Sen. Orrin Hatch (R-Utah) said last month that lawmakers would have to lower corporate tax rates to be more competitive with other countries, adding he’d like to see the U.S. lower the rate from 35 percent to around 20 percent.
“Unless we do that, we’re not going to solve that problem,” Hatch said.
As chairman of the Senate Finance Committee, Hatch would be one of the key lawmakers to move legislation forward. Bills introduced by Democrats haven’t gotten committee hearings in either of the Republican-controlled chambers this Congress.
But while Hatch wants to lower corporate tax rates, Democrat Dick Durbin of Illinois, who serves as the Senate minority whip, said he thinks lawmakers from both parties would come around to his point of view to close the legal loopholes that allow inversions when faced with a vote. Durbin said he hopes it comes up as part of tax reform.
“Slowing down inversions, if not stopping them, is a popular position. It’s not an unpopular position,” Durbin said. “And it also intuitively makes sense that instead of pushing the burden on other companies and individuals, these companies have to face their corporate patriotic responsibility.”
Durbin and Sen. Jack Reed (D-R.I.) and Reps. Sander Levin (D-Mich.) and Lloyd Doggett (D-Texas) introduced legislation in January that would treat a combined foreign company as a domestic corporation if the historic shareholders of the U.S. corporation held more than 50 percent of the foreign company, or if the affiliated group is managed and controlled in the U.S.
Levin said the proposed Pfizer-Allergan merger “highlighted the need for action.”
“It’s so huge,” he told reporters. “And it illustrates what the problem is because they are going to essentially maintain their operations here while they change their address.”
Congress will feel some pressure to stop the deal, which is subject to regulatory clearance in the U.S., European Union, and some other countries, as well as shareholder approval. Frank Clemente, executive director of Americans for Tax Fairness, said pushing lawmakers to pass some sort of moratorium on inversions until comprehensive tax reform can be passed would be his primary focus at the start of this year. To stop the merger, Congress would need to act in the first half of this year, he added.
“That’s the incentive for me,” he said. “It’s a huge incentive.”
But it probably won’t be enough.
Even with the attention the pending Pfizer-Allergan merger has received, unless several more major inversions are announced in the coming months, it’s unlikely anything substantive will happen on this front, said Cathy Schultz, a vice president at the National Foreign Trade Council.
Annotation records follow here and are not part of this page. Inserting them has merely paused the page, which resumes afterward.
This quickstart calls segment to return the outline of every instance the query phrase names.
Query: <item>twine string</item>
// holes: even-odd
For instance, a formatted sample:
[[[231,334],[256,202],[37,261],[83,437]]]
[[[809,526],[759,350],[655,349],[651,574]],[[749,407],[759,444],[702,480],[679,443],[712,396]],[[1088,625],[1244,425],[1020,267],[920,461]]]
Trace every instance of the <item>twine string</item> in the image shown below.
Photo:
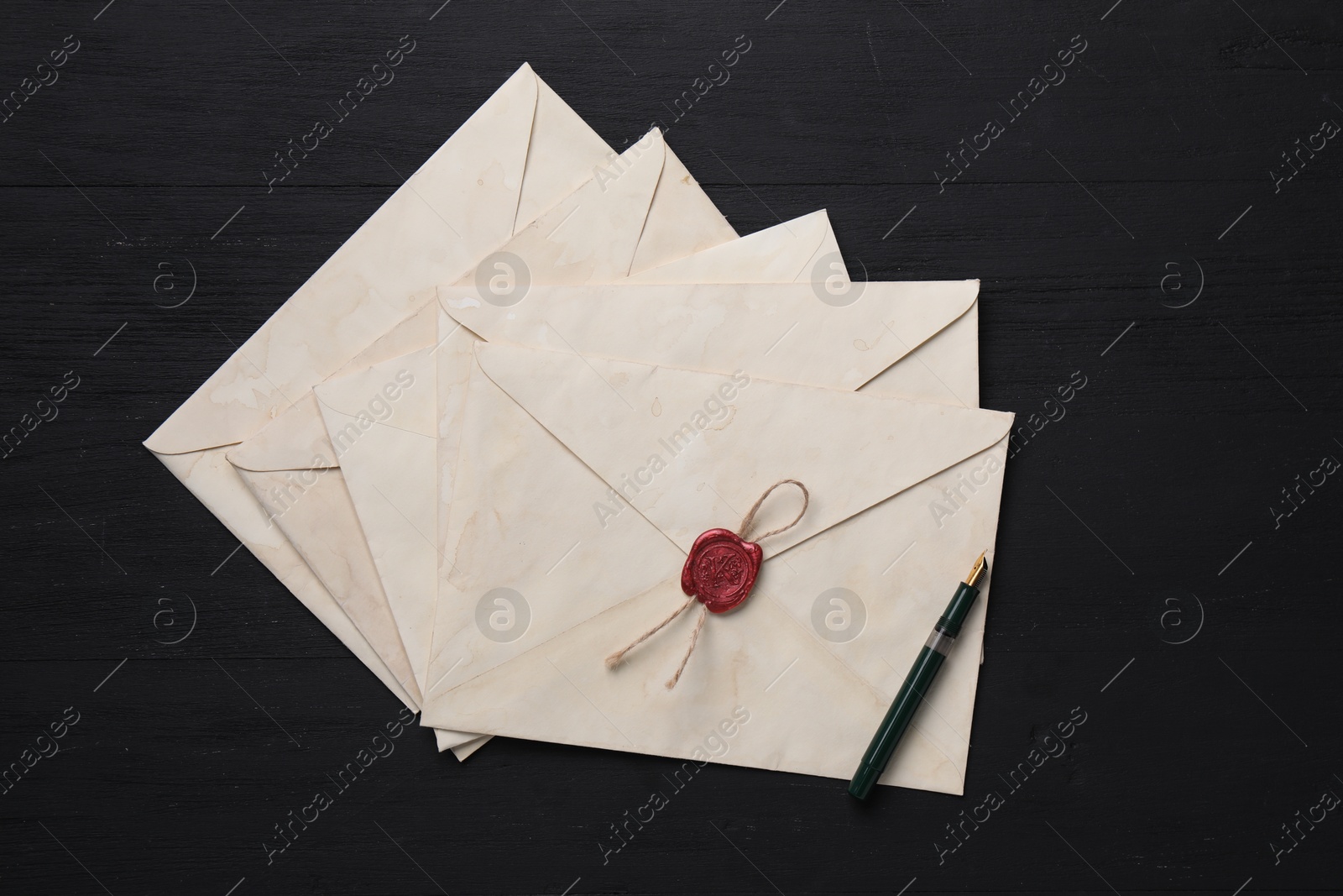
[[[770,494],[776,488],[779,488],[780,485],[796,485],[799,489],[802,489],[802,509],[798,510],[798,516],[795,516],[792,519],[792,523],[790,523],[788,525],[780,527],[778,529],[771,529],[771,531],[766,532],[759,539],[756,539],[756,541],[763,541],[764,539],[768,539],[771,535],[780,535],[783,532],[787,532],[788,529],[791,529],[792,527],[798,525],[798,523],[802,521],[802,514],[807,512],[807,506],[811,504],[811,494],[807,492],[807,486],[804,486],[802,482],[798,482],[796,480],[780,480],[780,481],[775,482],[774,485],[771,485],[768,489],[766,489],[764,494],[761,494],[759,498],[756,498],[756,502],[753,505],[751,505],[751,509],[747,512],[745,517],[741,520],[741,527],[737,529],[737,537],[739,539],[745,539],[747,537],[747,533],[751,531],[751,527],[755,524],[755,516],[756,516],[756,512],[760,510],[760,505],[763,505],[764,500],[767,497],[770,497]],[[682,603],[680,607],[677,607],[676,611],[673,611],[672,615],[669,615],[666,619],[663,619],[662,622],[657,623],[655,626],[653,626],[651,629],[649,629],[647,631],[645,631],[643,634],[641,634],[638,638],[635,638],[634,641],[631,641],[624,647],[622,647],[622,649],[616,650],[615,653],[612,653],[611,656],[608,656],[606,658],[606,668],[607,669],[615,669],[618,665],[620,665],[620,662],[624,660],[624,656],[627,653],[630,653],[637,646],[639,646],[641,643],[643,643],[645,641],[647,641],[649,638],[651,638],[653,635],[655,635],[658,631],[661,631],[662,629],[665,629],[666,626],[669,626],[673,619],[676,619],[682,613],[685,613],[686,610],[689,610],[690,604],[693,604],[694,602],[696,602],[696,598],[693,595],[689,596],[689,598],[686,598],[685,603]],[[708,617],[709,617],[709,607],[706,604],[701,603],[700,604],[700,618],[696,621],[696,623],[694,623],[694,631],[690,634],[690,646],[689,646],[689,649],[686,649],[685,657],[681,658],[681,665],[677,666],[676,673],[670,678],[667,678],[667,682],[666,682],[666,689],[667,690],[670,690],[672,688],[676,688],[677,682],[681,681],[681,673],[685,672],[686,664],[690,662],[690,654],[694,653],[694,645],[700,642],[700,631],[704,630],[704,621]]]

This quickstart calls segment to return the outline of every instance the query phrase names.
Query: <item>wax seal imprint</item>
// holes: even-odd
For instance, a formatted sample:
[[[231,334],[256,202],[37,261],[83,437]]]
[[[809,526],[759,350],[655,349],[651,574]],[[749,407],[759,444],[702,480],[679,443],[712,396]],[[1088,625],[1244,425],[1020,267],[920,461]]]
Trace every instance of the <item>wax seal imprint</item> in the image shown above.
[[[764,551],[728,529],[709,529],[694,540],[681,568],[681,590],[709,613],[727,613],[747,599]]]

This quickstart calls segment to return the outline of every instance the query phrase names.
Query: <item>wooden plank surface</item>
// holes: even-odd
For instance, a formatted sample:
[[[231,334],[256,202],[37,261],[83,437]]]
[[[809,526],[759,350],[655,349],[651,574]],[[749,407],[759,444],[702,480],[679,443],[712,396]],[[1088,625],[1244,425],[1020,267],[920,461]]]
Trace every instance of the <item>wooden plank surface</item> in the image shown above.
[[[1276,183],[1340,43],[1296,0],[11,4],[0,93],[78,48],[0,122],[0,426],[78,386],[0,466],[0,764],[78,723],[0,797],[0,891],[1336,892],[1336,811],[1272,844],[1343,794],[1343,478],[1270,508],[1343,458],[1343,146]],[[980,278],[984,407],[1086,377],[1009,465],[964,799],[709,766],[604,854],[672,760],[410,729],[267,862],[398,705],[140,442],[524,60],[618,148],[667,126],[739,232],[827,208],[858,275]]]

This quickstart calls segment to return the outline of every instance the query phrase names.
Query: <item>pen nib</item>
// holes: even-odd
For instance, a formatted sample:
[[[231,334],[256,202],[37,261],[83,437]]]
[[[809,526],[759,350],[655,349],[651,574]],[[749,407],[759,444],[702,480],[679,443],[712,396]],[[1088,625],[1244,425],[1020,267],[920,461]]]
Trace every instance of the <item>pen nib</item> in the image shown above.
[[[984,553],[987,553],[987,551]],[[966,576],[966,584],[971,588],[978,588],[979,583],[983,582],[984,575],[988,572],[988,563],[984,562],[984,553],[979,555],[979,559],[975,560],[975,566],[970,570],[970,575]]]

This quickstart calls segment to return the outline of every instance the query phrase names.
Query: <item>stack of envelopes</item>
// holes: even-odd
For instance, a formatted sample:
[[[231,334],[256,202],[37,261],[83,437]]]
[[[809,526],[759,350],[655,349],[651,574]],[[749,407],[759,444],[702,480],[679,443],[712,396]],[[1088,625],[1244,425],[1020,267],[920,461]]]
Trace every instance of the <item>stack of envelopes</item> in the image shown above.
[[[850,281],[825,211],[737,236],[658,130],[616,154],[522,66],[146,446],[439,750],[849,778],[992,559],[978,289]],[[693,613],[607,668],[788,478],[678,684]],[[962,793],[984,604],[882,783]]]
“They can’t change a lot of stuff that companies are looking at to lower the corporate rate by doing inversions, so without tax reform, Congress really cannot act like a one-off deal,” she said.
Recent treasury regulations address some questions about inversions, and forthcoming regulations could address tax reform, she said, but the only way to truly change the pattern is through congressional action.
Politically, it’s going to be challenging for lawmakers to address any type of tax reform without taking a more comprehensive approach, Schultz said.
“If you just do corporate tax reform, it’s very hard for members to go back to their constituents and say ‘We gave tax breaks to large, multinational corporations but nothing for you, the voters, who are going to elect us,'” she explained.
“To do corporate tax reform properly, you’re going to have to do comprehensive tax reform,” she said. “Because otherwise you’re not going to be able to get the rate lower, and if you don’t get the rate lower, it loses some of the benefit of doing corporate tax reform.”